When Gerards was asked how a fabric associated throughout history with colonialism can help a contemporary designer or an artist to comment upon modern globalisation, capitalism and identity, he stated "The relationship between the Netherlands and Dutch Indies led Vlisco to produce fabrics designed in the Netherlands using batik techniques. In the ensuing years, the products ended up in West Africa. The fact that they became very popular there in the 1960s and 1970s and were embraced as 'our product', presents a different view of the colonial perspective that all Europe's products were forced onto others. A dialogue was initiated from the outset, through which the ever-changing design - from batik natural images to brightly coloured fabrics - has become not only a fashion product but a cultural product as well and the design was embraced, cherished and appropriated."

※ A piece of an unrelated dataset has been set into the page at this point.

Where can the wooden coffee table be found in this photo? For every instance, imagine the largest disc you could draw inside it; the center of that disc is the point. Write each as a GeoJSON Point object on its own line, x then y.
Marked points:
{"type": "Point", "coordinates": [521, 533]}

Gerards went on to explain that the post-colonial period has been entering a new phase in the last few years with Africa taking its place in the world offering what is undeniably its own identity. "The term 'Afropolitan' refers to a new perspective: the Africans of the world," he explained, continuing, "Contemporary designers and artists use the Vlisco product to endorse the fact that the old approach to Africa and the rest of the world has been replaced by a story that is remarkable, positive, proud and confident. Vlisco thus not only connects the world with Africa, but is threading old concepts with new ones."
Gerards' words recently came back to my mind since Vlisco celebrates this year its 170th anniversary: for the occasion the company released special fabrics revisiting its classic factory design and launching a celebratory patchwork design as well.
Besides, Vlisco has just released its 170th anniversary campaign video celebrating African women and Afropolitanism.
The campaign features eight inspiring women - from historical Vlisco traders and entrepreneurs Esther Aziablé, Elisabeth N'CHO, Celestina Obasi and Zainab Oriola, to Anita Erskine, a charismatic radio and TV personality from Ghana; Patricia Nzolantima, entrepreneur and philanthropist; Angelique Kidjo, world famous singer and 3-time Grammy winner, and Ejiro Amos-Tafiri, upcoming fashion designer based in Lagos. Through them Vlisco chose to honour all African women and inspire people.
The best thing about the campaign is indeed the fact that all the women come from different backgrounds and, while there are among them well-known faces, this wasn't your average celebrity-driven campaign, but a way to tell eight stories of proud and remarkable empowerment in a positive way and through colourful fabrics and textiles. Well done!